The first McDonnell F-15 fighter jet flew back in July 1972, and yet Boeing reported last week that the US Air Force just ordered eight of the airplanes valued at just over $1.1 billion. The reasoning behind why the Air Force would buy a 50-year-old airplane made more sense once Boeing announced the airplanes were actually the newest version of the company’s fourth-generation plus F-15EX fighters. The Chicago-based aircraft builder said the Air Force plans to purchase as many as 144 of the F-15EX airplanes in the future.
The F-15 has always been a spectacular performer, according to Boeing. According to a story published by Air Force magazine, the new EX will include a “substantially more powerful mission computer, new cockpit displays, a digital backbone, and the Eagle Passive Active Warning Survivability System (EPAWSS)—an electronic warfare and threat identification system.”
In addition to the F-15s well-known and impressive flying characteristics, the F-15EX is capable of carrying an external payload of up to 22 AIM-9X Sidewinder and AMRAAM medium range air-to-air missiles. Though the most modern US fighter—the F-35—was developed as a stealth aircraft, it is only capable of carrying four AMRAAMs within its weapons bay in order to maintain its stealth capability.

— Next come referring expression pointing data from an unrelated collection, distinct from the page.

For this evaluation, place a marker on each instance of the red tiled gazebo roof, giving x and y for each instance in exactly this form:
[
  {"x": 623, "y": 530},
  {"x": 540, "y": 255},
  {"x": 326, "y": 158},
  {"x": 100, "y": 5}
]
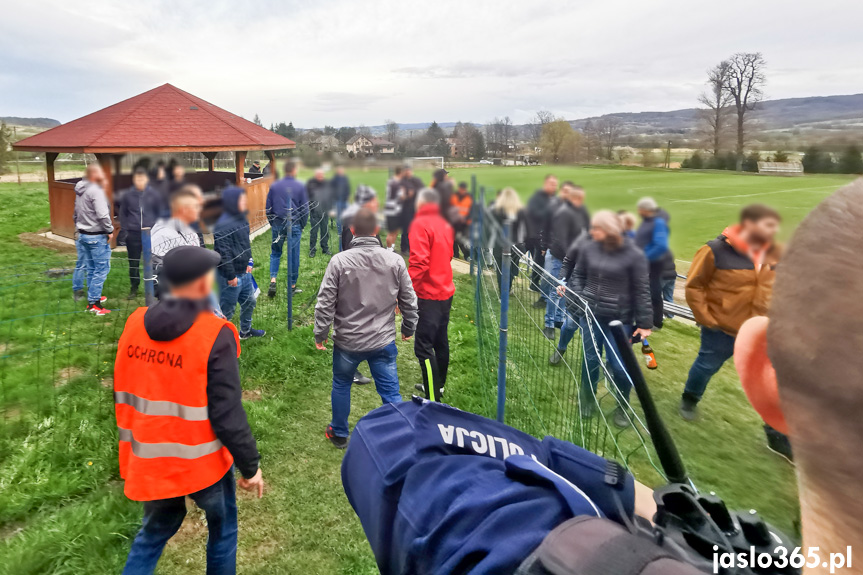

Highlighting the spectacular performance of even the original F-15, Boeing said in a company history, “In early 1975, flying out of Grand Forks Air Force Base in North Dakota, an F-15A known as Streak Eagle set many time-to-climb world records. Between January 16 and February 1, 1975, the Streak Eagle broke eight time-to-climb world records. It reached an altitude of 98,425 feet just 3 minutes, 27.8 seconds from brake release at takeoff and coasted to nearly 103,000 feet before descending.”